We are trying to create a pre-join projection that joins two large fact tables.
The problem is that INSERTs are slow: they take O(existing_data), not O(added_data).
In practice, this means that after importing a couple of days worth of data, they become prohibitively slow.
The projections are written so that:
- INSERT uses MERGE JOINs only.
- Data for INSERT is presorted, i.e. no (SORT ON JOIN KEY).
- When running on a multi-node cluster, there is no (RESEGMENT).
- There's an extra batch_id column, that serves as a bucket, as per this help page.
Doing a SELECT .. JOIN .. for what I think Vertica has to do when populating the projections *is fast*, but INSERT .. SELECT is slow.
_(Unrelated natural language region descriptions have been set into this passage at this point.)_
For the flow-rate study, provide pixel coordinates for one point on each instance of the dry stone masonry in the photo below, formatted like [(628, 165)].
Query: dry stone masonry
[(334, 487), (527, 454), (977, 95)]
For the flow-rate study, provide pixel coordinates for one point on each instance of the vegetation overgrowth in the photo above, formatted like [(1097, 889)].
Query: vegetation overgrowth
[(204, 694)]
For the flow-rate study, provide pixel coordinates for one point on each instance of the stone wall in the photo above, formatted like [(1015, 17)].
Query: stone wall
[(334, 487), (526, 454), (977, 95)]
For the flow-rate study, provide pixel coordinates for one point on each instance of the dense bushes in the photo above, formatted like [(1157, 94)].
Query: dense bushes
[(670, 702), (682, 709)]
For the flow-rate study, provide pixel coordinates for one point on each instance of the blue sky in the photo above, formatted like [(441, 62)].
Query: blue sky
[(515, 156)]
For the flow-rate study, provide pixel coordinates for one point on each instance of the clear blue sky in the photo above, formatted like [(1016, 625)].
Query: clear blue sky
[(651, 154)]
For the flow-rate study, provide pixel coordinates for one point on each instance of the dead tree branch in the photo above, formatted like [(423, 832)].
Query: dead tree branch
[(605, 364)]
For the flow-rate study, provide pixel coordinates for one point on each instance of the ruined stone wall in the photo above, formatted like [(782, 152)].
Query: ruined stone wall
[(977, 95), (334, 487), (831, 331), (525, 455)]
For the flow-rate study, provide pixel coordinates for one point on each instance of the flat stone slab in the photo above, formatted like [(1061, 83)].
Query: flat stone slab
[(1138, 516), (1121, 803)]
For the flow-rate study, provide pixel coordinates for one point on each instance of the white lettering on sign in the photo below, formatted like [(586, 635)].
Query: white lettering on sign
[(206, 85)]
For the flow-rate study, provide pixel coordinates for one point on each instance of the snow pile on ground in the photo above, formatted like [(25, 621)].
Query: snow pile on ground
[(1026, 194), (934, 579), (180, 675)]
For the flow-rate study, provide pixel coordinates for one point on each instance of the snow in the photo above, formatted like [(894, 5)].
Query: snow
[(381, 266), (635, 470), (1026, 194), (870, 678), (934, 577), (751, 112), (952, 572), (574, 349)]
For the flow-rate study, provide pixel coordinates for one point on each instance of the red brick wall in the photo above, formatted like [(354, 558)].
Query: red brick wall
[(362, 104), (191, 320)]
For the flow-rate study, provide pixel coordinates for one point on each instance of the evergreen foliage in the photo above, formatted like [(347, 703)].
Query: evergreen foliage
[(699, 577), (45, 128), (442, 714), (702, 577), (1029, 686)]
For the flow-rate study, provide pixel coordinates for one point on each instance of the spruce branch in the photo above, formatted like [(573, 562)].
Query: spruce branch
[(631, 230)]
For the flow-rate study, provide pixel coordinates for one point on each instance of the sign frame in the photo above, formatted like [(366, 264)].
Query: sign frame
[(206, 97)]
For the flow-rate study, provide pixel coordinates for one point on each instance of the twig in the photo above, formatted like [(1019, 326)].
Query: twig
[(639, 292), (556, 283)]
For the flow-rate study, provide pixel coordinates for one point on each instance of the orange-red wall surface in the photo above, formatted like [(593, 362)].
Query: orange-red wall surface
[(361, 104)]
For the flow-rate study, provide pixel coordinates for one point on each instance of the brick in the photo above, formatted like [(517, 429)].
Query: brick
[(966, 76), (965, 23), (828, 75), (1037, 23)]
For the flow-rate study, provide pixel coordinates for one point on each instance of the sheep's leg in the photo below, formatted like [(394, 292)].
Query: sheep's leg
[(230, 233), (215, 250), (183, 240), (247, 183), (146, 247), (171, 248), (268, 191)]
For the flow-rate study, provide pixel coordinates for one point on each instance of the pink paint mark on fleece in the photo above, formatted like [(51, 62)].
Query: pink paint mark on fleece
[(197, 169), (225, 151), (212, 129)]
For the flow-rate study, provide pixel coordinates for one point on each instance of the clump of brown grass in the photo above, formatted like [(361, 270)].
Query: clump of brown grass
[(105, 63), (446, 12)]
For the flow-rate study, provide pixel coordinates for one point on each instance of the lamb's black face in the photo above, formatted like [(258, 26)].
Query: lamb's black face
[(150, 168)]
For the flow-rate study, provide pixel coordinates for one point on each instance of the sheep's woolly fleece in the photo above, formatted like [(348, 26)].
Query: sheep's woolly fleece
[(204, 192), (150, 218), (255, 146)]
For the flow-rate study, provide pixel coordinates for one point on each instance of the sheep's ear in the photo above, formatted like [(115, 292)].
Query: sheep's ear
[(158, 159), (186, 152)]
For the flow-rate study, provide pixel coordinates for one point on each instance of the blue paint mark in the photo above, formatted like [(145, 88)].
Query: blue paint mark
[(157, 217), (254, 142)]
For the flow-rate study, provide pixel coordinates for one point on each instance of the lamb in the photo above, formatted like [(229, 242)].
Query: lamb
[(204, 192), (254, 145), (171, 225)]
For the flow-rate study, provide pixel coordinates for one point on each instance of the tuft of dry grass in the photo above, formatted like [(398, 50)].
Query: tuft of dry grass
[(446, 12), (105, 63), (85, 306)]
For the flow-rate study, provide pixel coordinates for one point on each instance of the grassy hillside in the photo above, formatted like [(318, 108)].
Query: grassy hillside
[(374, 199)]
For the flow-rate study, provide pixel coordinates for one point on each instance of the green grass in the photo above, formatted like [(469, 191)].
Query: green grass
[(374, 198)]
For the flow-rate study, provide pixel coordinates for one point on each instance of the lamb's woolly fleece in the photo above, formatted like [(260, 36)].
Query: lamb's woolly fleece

The following script demonstrates the issue:
https://dl.dropbox.com/u/41764/vertica/ ... ng-test.sh
The script will:
- Code: Select all
1. create a schema with 2 tables, `a` and `b`
2. create "normal" projections for `a` and prejoin for `b` x `a`
3. repeat 100 times
3.1. load 1M rows into `a_temp`
3.2. load 1M rows into `b_temp`
3.3. insert into a select * from a_temp
3.4. insert into b select * from b_temp
You will see that the times for #3.3 are constant, but the times for #3.4 grow with the number of *existing*, not *inserted* rows. Here is a chart:
Has anyone had success with pre-join projections over 2 large tables?